Yan Chaochao, Yang Jinyu, Ma Hehuan, Wang Sheng, Huang Junzhou
Computer Science and Engineering, University of Texas at Arlington, Arlington, Texas, USA.
J Comput Biol. 2023 Jan;30(1):82-94. doi: 10.1089/cmb.2022.0063. Epub 2022 Aug 16.
Molecule generation is the procedure to generate initial novel molecule proposals for molecule design. Molecules are first projected into continuous vectors in chemical latent space, and then, these embedding vectors are decoded into molecules under the variational autoencoder (VAE) framework. The continuous latent space of VAE can be utilized to generate novel molecules with desired chemical properties and further optimize the desired chemical properties of molecules. However, there is a posterior collapse problem with the conventional recurrent neural network-based VAEs for the molecule sequence generation, which deteriorates the generation performance. We investigate the posterior collapse problem and find that the underestimated reconstruction loss is the main factor in the posterior collapse problem in molecule sequence generation. To support our conclusion, we present both analytical and experimental evidence. What is more, we propose an efficient and effective solution to fix the problem and prevent posterior collapse. As a result, our method achieves competitive reconstruction accuracy and validity score on the benchmark data sets.

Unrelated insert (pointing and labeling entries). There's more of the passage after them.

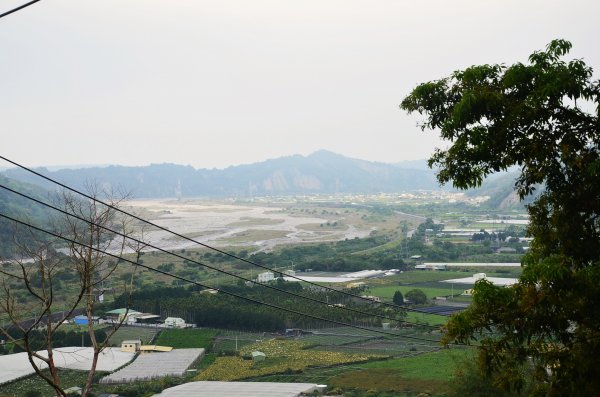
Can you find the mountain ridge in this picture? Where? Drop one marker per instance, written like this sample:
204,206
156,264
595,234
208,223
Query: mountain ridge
321,172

分子生成是为分子设计生成初始新颖分子提议的过程。分子首先在化学潜在空间中投影到连续向量,然后,这些嵌入向量在变分自编码器(VAE)框架下解码为分子。VAE的连续潜在空间可用于生成具有所需化学性质的新颖分子,并进一步优化分子的所需化学性质。然而,用于分子序列生成的传统基于循环神经网络的VAE存在后验坍塌问题,这会降低生成性能。我们研究了后验坍塌问题,发现重建损失被低估是分子序列生成中后验坍塌问题的主要因素。为了支持我们的结论,我们提供了分析和实验证据。此外,我们提出了一种有效且高效的解决方案来解决该问题并防止后验坍塌。结果,我们的方法在基准数据集上实现了有竞争力的重建准确性和有效性得分。